EL CIELO NUNCA ESPERA Hoy me gustaría escribir sobre el mar, sobre el ocaso, o sobre la brisa... Hoy me gustaría tumbarme boca arriba en cualquier parte y... [+]
EL CIELO NUNCA ESPERA
Hoy me gustaría escribir sobre el mar, sobre el ocaso, o sobre la brisa...
Hoy me gustaría tumbarme boca arriba en cualquier parte y mirar el cielo.
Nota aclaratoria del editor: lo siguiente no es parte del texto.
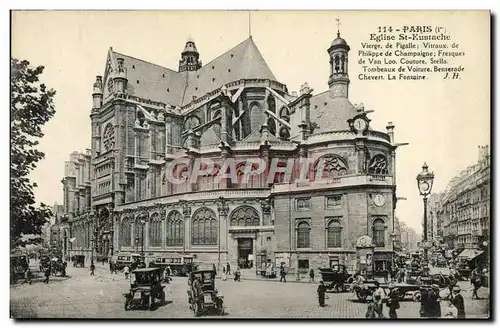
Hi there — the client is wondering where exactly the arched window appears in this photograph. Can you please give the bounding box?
[191,208,218,245]
[297,221,311,248]
[167,211,184,246]
[313,155,347,179]
[280,127,290,141]
[280,106,290,123]
[120,217,132,247]
[267,95,276,114]
[373,219,385,247]
[102,123,115,151]
[327,220,342,247]
[183,115,200,132]
[149,213,161,247]
[368,154,389,175]
[230,206,260,227]
[267,117,276,136]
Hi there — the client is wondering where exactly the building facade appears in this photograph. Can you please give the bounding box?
[64,34,404,270]
[437,146,491,253]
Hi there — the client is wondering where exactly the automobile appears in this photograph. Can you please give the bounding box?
[115,253,142,271]
[187,270,224,316]
[124,268,165,311]
[318,264,354,293]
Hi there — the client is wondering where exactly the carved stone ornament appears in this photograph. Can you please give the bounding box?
[260,199,271,215]
[356,235,373,248]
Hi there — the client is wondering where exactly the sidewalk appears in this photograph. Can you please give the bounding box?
[215,269,321,284]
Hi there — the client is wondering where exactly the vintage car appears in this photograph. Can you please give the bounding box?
[124,268,165,311]
[318,264,354,293]
[187,270,224,315]
[71,255,85,268]
[115,253,142,270]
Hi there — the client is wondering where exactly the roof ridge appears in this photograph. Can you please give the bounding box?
[112,50,179,73]
[200,38,251,69]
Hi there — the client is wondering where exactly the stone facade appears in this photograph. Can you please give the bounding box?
[65,31,398,271]
[437,146,491,253]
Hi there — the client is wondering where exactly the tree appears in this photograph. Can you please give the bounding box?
[10,58,55,248]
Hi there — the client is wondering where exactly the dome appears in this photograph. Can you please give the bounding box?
[331,32,347,47]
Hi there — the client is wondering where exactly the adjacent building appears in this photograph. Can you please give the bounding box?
[63,33,406,270]
[436,146,491,254]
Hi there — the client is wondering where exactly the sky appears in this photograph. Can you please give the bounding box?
[12,11,490,232]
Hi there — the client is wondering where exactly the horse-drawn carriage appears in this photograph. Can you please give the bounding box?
[318,264,354,293]
[124,268,165,311]
[71,255,85,268]
[187,270,224,315]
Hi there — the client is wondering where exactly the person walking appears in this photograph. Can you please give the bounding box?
[43,266,50,284]
[373,281,385,319]
[309,269,314,282]
[450,285,465,319]
[280,263,286,282]
[387,283,400,319]
[471,270,482,300]
[23,268,33,285]
[316,280,326,307]
[123,265,130,279]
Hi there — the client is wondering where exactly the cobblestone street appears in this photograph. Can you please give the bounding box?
[11,267,489,318]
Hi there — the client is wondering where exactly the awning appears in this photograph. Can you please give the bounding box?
[458,249,483,260]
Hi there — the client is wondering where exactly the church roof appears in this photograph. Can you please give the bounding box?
[111,37,276,106]
[110,52,186,106]
[310,91,357,134]
[183,38,276,105]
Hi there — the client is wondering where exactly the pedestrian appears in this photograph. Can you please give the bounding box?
[317,280,326,307]
[373,281,385,319]
[43,266,50,284]
[234,267,241,282]
[387,283,400,319]
[24,268,33,285]
[451,286,465,319]
[280,263,286,282]
[471,270,482,299]
[309,269,314,282]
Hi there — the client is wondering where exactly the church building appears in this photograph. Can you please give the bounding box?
[70,29,397,272]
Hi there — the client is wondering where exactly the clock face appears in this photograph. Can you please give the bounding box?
[373,194,385,206]
[420,181,429,192]
[354,118,366,132]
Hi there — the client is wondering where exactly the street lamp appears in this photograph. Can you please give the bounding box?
[90,238,94,264]
[417,163,434,261]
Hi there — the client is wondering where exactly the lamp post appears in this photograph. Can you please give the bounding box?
[417,163,434,261]
[140,220,146,261]
[90,238,94,264]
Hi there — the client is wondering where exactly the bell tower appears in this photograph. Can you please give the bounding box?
[328,31,351,98]
[179,38,201,73]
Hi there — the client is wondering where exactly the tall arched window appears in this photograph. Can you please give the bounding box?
[167,211,184,246]
[297,221,311,248]
[230,206,260,227]
[373,219,385,247]
[149,213,161,247]
[191,208,218,245]
[280,106,290,123]
[120,217,132,247]
[368,154,389,175]
[267,95,276,114]
[327,219,342,247]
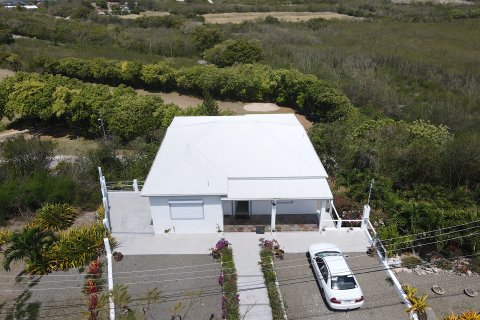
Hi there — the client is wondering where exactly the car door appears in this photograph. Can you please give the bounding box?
[318,259,328,288]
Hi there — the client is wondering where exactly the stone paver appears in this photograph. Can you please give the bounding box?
[397,272,480,319]
[227,236,272,320]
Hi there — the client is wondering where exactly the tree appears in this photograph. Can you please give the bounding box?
[198,91,220,116]
[3,226,56,273]
[192,26,225,52]
[202,39,263,67]
[0,135,55,177]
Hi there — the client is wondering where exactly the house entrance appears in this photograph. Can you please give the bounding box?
[233,201,250,219]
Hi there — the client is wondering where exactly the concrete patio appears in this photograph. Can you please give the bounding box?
[113,228,369,255]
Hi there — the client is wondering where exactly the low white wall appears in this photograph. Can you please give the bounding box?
[251,200,317,215]
[149,196,223,234]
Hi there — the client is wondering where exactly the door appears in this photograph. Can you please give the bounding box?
[233,201,250,219]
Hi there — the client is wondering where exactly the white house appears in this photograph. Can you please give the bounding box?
[109,114,332,234]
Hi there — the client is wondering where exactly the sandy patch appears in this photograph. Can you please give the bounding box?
[135,89,313,129]
[243,103,280,112]
[203,12,363,24]
[392,0,474,4]
[0,69,15,81]
[118,11,170,19]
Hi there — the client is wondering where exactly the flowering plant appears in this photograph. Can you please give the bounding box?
[210,238,230,259]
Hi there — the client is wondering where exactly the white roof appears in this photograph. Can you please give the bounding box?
[142,114,332,199]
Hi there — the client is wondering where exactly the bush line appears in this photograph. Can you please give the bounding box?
[31,57,352,121]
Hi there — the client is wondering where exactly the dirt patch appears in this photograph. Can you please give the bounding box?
[118,11,170,19]
[0,69,15,81]
[392,0,474,4]
[136,90,313,129]
[243,103,280,112]
[203,12,363,24]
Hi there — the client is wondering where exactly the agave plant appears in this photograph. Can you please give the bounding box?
[49,223,117,270]
[3,225,56,273]
[0,228,13,250]
[35,203,79,231]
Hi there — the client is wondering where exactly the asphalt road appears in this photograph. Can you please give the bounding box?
[397,272,480,319]
[275,253,408,320]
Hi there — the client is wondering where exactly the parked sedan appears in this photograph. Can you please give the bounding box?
[308,243,364,310]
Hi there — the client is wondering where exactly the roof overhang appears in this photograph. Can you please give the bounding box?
[225,177,333,200]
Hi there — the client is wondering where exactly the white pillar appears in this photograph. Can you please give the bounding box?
[103,238,115,320]
[317,200,325,232]
[362,204,370,230]
[270,199,277,232]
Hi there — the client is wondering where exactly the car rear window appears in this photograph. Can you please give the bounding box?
[315,251,342,258]
[332,275,357,290]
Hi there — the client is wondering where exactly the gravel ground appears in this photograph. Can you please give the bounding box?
[113,255,221,320]
[397,272,480,319]
[275,253,408,320]
[0,256,87,320]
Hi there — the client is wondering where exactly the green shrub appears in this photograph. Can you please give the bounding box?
[202,39,263,67]
[48,223,118,270]
[3,225,56,274]
[35,203,79,231]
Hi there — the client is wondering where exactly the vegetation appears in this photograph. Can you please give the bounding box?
[30,58,351,121]
[260,239,285,320]
[202,39,263,67]
[210,238,240,320]
[443,310,480,320]
[403,286,428,315]
[34,203,79,231]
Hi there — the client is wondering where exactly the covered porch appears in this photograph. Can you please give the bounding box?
[223,214,319,232]
[221,177,333,232]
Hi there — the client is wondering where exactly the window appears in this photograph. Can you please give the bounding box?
[168,200,204,220]
[316,258,328,282]
[332,275,357,290]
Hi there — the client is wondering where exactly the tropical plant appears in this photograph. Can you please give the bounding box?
[48,223,118,270]
[3,225,56,274]
[0,228,13,250]
[403,285,428,315]
[34,203,79,231]
[458,310,480,320]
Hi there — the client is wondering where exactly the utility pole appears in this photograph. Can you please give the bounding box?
[367,179,375,205]
[97,117,107,141]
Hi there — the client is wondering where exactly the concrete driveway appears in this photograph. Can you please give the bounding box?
[113,254,222,320]
[275,252,408,320]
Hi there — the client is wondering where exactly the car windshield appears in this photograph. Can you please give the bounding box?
[315,251,342,258]
[332,275,357,290]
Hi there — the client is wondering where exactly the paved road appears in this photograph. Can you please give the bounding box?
[275,252,408,320]
[397,272,480,319]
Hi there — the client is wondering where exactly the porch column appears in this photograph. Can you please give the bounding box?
[318,200,327,232]
[270,199,277,232]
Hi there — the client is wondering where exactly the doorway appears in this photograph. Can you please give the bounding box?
[233,201,250,219]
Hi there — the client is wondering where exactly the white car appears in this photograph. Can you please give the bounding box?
[308,243,365,310]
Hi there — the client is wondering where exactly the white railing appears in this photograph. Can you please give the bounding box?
[106,179,145,191]
[323,201,363,229]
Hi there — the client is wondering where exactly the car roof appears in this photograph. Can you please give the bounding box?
[308,242,341,253]
[323,256,352,277]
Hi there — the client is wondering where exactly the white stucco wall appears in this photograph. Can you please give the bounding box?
[222,200,317,215]
[149,196,223,234]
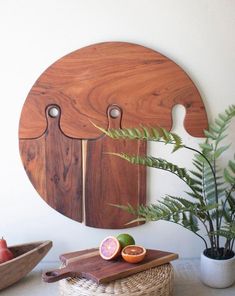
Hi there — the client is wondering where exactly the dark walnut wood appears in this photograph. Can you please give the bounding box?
[19,42,207,139]
[85,106,146,229]
[20,105,83,222]
[43,249,178,284]
[19,42,207,228]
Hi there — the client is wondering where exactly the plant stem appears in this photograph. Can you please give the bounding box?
[183,145,219,253]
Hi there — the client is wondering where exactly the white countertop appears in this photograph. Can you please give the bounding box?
[0,259,235,296]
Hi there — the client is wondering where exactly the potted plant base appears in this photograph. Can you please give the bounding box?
[98,105,235,288]
[200,249,235,288]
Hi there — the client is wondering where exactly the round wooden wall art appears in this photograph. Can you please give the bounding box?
[19,42,207,228]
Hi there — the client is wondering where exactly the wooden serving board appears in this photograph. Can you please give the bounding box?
[43,249,178,284]
[84,106,146,229]
[19,42,208,228]
[19,105,82,222]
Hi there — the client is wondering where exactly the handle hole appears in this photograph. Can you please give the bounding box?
[109,108,121,118]
[48,106,60,118]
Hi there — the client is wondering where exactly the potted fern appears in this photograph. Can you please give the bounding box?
[94,105,235,288]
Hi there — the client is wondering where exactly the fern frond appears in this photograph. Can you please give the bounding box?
[91,122,184,152]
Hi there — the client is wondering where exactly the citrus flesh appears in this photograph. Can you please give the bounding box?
[117,233,135,248]
[122,245,146,263]
[99,236,121,260]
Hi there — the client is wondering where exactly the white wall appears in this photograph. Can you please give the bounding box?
[0,0,235,260]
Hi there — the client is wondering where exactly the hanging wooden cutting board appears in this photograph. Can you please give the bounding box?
[19,42,207,228]
[19,105,82,222]
[42,249,178,284]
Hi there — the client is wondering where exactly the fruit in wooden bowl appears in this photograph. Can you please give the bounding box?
[122,245,146,263]
[117,233,135,249]
[0,237,14,264]
[99,236,121,260]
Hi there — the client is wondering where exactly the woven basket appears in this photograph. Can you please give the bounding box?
[59,263,173,296]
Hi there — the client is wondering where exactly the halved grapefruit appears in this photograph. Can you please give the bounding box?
[122,245,146,263]
[99,236,121,260]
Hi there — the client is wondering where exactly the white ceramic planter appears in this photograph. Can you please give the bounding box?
[200,253,235,288]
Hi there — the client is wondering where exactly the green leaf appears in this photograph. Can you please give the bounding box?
[214,145,231,158]
[224,168,235,184]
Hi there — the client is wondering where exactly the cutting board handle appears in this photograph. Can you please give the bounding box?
[42,267,76,283]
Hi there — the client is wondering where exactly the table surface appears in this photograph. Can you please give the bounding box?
[0,259,235,296]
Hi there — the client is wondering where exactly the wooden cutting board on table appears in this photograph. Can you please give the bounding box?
[19,42,207,228]
[42,249,178,284]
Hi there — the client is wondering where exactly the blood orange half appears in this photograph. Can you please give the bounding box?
[99,236,121,260]
[122,245,146,263]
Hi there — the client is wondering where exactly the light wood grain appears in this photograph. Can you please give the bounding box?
[0,241,52,290]
[19,42,207,139]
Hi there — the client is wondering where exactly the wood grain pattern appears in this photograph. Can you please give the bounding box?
[85,105,146,229]
[19,42,207,228]
[19,42,207,139]
[43,249,178,284]
[20,105,82,222]
[0,241,52,290]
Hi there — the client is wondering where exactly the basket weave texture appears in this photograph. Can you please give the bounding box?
[59,263,173,296]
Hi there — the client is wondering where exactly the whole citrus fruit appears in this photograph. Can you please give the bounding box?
[122,245,146,263]
[117,233,135,249]
[99,236,121,260]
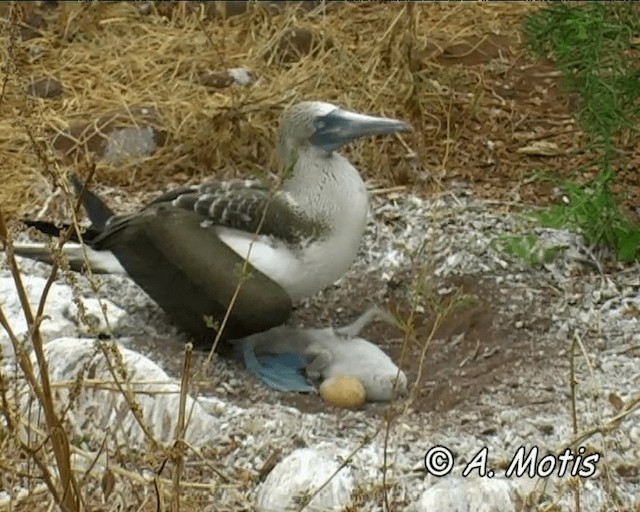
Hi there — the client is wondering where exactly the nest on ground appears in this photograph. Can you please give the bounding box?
[0,2,538,220]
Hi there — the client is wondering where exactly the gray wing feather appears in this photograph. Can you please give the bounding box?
[172,180,327,244]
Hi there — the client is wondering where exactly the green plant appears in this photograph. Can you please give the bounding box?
[510,2,640,262]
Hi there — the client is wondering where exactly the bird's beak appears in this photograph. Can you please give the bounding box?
[309,108,411,153]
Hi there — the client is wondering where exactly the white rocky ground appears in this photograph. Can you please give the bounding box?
[0,190,640,512]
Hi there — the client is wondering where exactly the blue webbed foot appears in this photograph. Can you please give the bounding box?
[241,340,316,393]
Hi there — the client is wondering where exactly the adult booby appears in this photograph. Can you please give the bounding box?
[14,101,410,388]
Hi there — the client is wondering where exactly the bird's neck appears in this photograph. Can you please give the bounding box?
[283,147,366,220]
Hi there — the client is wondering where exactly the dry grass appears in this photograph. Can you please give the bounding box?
[0,2,536,218]
[8,2,632,510]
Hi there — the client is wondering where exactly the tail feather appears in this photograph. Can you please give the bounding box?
[22,219,100,243]
[13,242,127,275]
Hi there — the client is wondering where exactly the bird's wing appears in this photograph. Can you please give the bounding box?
[172,180,327,244]
[91,203,293,342]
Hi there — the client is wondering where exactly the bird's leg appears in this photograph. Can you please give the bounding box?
[304,346,333,381]
[335,306,396,338]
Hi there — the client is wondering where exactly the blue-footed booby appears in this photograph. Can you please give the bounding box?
[238,307,407,402]
[14,101,411,387]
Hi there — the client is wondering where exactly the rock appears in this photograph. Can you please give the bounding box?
[276,28,333,63]
[20,12,46,41]
[405,477,519,512]
[27,77,64,98]
[256,448,355,512]
[52,107,167,164]
[20,337,218,449]
[64,297,127,335]
[320,375,367,409]
[196,68,255,89]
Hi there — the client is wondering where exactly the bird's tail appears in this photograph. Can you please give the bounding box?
[8,242,126,275]
[5,176,125,274]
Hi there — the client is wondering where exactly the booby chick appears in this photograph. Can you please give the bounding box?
[240,307,407,402]
[14,101,411,390]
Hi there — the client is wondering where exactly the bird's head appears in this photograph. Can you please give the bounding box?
[278,101,411,169]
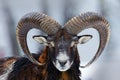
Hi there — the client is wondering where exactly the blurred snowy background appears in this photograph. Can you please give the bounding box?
[0,0,120,80]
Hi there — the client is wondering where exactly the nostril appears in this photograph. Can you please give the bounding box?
[59,61,67,66]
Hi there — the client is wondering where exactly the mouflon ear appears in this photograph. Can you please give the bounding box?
[33,35,48,46]
[78,35,92,44]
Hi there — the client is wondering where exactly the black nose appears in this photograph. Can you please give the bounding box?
[58,61,67,66]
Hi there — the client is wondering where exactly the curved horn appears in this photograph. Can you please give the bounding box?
[16,13,61,65]
[64,12,110,68]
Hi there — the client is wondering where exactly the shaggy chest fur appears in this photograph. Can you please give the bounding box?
[7,58,81,80]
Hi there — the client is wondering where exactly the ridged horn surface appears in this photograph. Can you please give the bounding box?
[16,12,61,65]
[64,12,110,68]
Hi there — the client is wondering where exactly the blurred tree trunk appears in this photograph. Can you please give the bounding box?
[99,0,115,60]
[3,1,19,56]
[63,0,75,23]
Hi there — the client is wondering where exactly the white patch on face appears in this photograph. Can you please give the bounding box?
[0,62,15,80]
[53,52,73,71]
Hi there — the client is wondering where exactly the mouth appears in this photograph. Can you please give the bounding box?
[53,61,73,72]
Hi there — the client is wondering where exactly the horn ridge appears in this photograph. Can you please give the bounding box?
[16,12,61,65]
[64,12,110,68]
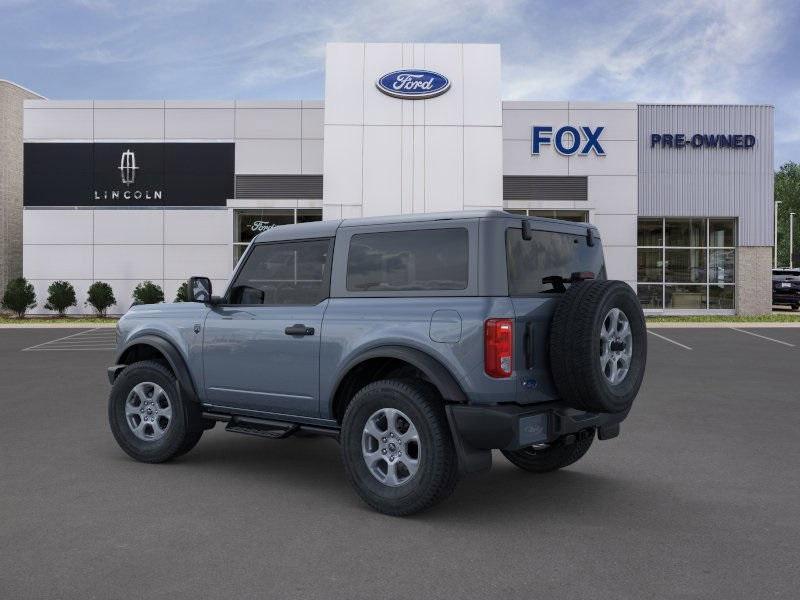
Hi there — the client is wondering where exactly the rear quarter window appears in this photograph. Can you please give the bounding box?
[347,228,469,292]
[506,229,606,296]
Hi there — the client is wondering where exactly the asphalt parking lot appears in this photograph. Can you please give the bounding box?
[0,329,800,600]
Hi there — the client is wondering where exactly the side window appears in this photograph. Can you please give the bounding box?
[229,239,332,306]
[347,228,469,292]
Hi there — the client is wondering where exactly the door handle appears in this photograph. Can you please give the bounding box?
[283,323,314,335]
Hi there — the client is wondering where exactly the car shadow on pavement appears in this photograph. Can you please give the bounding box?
[100,430,675,527]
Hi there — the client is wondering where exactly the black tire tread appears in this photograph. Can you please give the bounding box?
[341,379,458,516]
[549,280,647,412]
[108,360,203,463]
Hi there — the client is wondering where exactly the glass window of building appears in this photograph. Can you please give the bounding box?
[233,208,322,265]
[506,208,589,223]
[637,218,736,310]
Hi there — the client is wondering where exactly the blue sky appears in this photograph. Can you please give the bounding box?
[0,0,800,165]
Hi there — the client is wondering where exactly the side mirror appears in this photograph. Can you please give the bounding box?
[188,277,211,304]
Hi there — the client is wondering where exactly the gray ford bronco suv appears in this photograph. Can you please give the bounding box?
[108,211,647,515]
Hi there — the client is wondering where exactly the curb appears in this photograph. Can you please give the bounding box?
[0,321,117,329]
[647,321,800,329]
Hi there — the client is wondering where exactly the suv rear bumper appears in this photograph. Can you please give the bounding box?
[447,403,628,450]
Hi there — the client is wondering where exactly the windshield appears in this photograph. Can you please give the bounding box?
[506,229,606,296]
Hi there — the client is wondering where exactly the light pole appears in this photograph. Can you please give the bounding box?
[774,200,781,269]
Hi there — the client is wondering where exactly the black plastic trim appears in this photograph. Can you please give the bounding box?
[448,402,628,450]
[116,335,199,402]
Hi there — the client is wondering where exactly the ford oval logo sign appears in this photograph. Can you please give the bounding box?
[375,69,450,100]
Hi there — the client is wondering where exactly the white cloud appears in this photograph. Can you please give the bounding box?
[503,0,781,102]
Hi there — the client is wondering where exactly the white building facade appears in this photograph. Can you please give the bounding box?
[14,44,773,313]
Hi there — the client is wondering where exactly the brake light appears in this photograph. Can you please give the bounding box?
[483,319,514,378]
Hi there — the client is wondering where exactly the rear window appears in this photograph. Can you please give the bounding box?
[506,229,606,296]
[347,228,469,292]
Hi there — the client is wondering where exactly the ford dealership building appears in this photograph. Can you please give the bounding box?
[0,43,773,314]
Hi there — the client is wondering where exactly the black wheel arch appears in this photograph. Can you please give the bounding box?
[328,345,467,420]
[109,334,199,402]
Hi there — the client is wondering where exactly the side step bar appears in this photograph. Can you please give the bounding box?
[203,411,339,439]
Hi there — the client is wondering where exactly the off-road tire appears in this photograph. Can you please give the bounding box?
[340,379,458,516]
[549,280,647,413]
[501,429,594,473]
[108,360,207,463]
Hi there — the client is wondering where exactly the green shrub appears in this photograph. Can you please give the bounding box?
[173,281,189,302]
[86,281,117,317]
[0,277,36,319]
[133,281,164,304]
[44,281,78,317]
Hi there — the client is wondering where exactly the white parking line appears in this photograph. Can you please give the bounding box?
[22,329,97,352]
[729,327,795,348]
[647,329,691,350]
[22,328,116,352]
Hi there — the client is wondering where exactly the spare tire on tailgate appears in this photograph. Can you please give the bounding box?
[550,280,647,413]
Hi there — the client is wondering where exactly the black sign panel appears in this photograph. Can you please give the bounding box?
[23,143,234,207]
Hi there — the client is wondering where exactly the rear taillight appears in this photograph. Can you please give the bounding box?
[483,319,514,377]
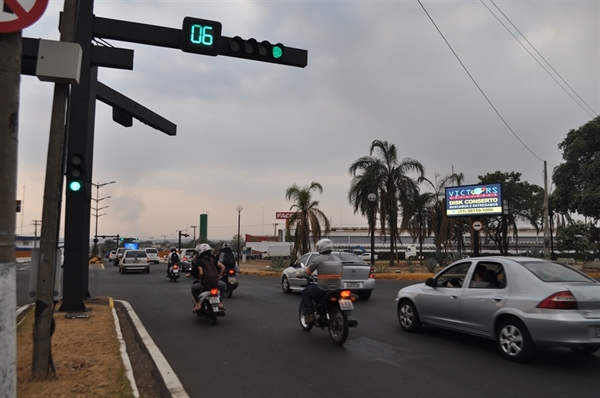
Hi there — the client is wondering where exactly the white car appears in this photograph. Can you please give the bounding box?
[119,250,150,274]
[281,252,375,300]
[396,257,600,362]
[360,252,379,261]
[144,247,160,264]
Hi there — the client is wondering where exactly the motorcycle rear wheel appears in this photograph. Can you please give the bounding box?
[204,300,217,325]
[298,302,314,332]
[329,307,348,345]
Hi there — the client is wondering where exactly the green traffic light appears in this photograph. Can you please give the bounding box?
[69,180,83,192]
[272,45,283,59]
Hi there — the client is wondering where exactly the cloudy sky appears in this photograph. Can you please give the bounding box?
[17,0,600,240]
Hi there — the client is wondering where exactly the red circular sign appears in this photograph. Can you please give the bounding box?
[0,0,49,33]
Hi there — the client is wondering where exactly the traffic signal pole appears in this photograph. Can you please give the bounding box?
[47,0,308,312]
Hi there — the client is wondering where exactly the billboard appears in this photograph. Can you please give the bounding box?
[446,183,502,217]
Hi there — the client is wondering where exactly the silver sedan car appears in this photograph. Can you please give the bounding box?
[396,257,600,362]
[281,252,375,300]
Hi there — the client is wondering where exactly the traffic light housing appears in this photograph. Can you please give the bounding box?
[67,154,85,192]
[181,17,221,57]
[219,36,308,68]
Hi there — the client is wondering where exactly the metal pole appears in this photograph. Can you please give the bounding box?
[371,202,375,267]
[367,193,377,267]
[235,205,244,260]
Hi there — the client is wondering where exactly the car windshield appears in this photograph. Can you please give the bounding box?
[519,261,596,283]
[125,251,146,258]
[333,252,366,264]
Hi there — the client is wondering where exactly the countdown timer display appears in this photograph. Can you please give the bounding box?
[181,17,221,56]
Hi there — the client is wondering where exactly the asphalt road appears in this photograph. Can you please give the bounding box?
[17,264,600,398]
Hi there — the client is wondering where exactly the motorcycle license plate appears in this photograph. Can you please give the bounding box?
[338,299,354,311]
[344,282,362,289]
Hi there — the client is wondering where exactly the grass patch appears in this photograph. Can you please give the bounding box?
[17,303,133,398]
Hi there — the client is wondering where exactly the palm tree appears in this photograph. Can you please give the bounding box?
[285,181,330,256]
[348,140,425,266]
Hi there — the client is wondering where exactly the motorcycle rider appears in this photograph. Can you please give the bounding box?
[296,239,342,323]
[215,242,240,272]
[167,247,180,278]
[186,243,225,312]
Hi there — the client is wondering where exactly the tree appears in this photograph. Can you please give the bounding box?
[556,221,599,257]
[285,181,330,256]
[478,171,544,254]
[552,116,600,222]
[348,140,425,266]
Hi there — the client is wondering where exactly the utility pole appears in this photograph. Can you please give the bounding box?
[32,0,77,379]
[0,25,22,397]
[544,160,550,259]
[32,220,42,249]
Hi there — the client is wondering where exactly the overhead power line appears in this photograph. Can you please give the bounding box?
[486,0,598,117]
[417,0,544,162]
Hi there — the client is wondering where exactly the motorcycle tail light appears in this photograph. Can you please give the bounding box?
[537,290,577,310]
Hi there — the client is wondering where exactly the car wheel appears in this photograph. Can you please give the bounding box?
[281,275,292,293]
[571,347,600,354]
[496,318,535,362]
[356,290,371,300]
[298,302,314,332]
[398,300,421,332]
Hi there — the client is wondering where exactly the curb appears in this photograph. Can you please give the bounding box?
[116,299,189,398]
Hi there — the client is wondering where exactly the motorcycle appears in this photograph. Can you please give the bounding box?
[168,264,179,282]
[299,277,358,345]
[196,288,225,325]
[221,268,239,298]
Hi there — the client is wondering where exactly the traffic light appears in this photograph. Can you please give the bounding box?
[67,154,84,192]
[219,36,308,68]
[181,17,221,57]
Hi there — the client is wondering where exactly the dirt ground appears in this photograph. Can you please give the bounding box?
[17,298,170,398]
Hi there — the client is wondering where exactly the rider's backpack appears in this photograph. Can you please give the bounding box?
[219,251,235,269]
[198,259,219,289]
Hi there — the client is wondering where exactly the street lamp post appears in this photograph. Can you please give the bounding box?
[367,193,377,267]
[92,181,116,257]
[235,205,244,260]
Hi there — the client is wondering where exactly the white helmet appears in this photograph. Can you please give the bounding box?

Hoy me gustaría ser fiel al dolor.
Hoy me gustaría que alguien me desgarrara el pecho sobre un pentagrama y compusiera la melodía más triste que existiera.
Hoy me gustaría no estar aqui, cabalgar sobre el agua o dejarme llevar a lomos de la luz que agoniza.
Hoy me gustaría no ser nada, o, acaso, el velo de una sombra.
Hoy comienza el deshielo y la carcoma de la muerte araña, trenza, teje su filigrana y escribe su ruta.
Hoy he comenzado a ser menos yo para ser más muerte, para soterrarme, para alimentar larvas y rastrojos.
Se ha callado una voz, se ha dormido una esperanza y se ha helado un corazón. Se ha abierto un abismo y se ha cerrado para siempre un tiempo antiguo que me daba alas para vivir un tiempo nuevo.
El cielo nunca puede esperar. Cuando él dispone baja la nubes y simplemente nos evaporiza.
Mi rabia me anima a que maldiga pero... ¿para qué maldecir?
Mi dolor me dice que llore. Pero.... ¿Para qué llorar?
¡Qué levedad y que frágilidad!
¡Qué absurdo destino!
Hermana te has ido sin desatarme las manos y recobrar la libertad.
Te adormeciste sola, tal vez buscando con tu mirada alguien que te dijera adiós o te acompañara hasta que hallaras el sendero de la luz.
¡Qué soledad tu muerte y qué fría!
Y luego, desterrada, entumecida en el blusón de los deshechos camino de un pudridero.
Y siempre sola. Siempre sin nadie que te tomara la mano fría y acariciara tu frente de nácar y de hielo.
Volteo los recuerdos y me duelen como cuchillos.
Y todo, maldita sea, para seguir aún vivos arrastrando la miseria, soportando la tragedia de tu sacrificio.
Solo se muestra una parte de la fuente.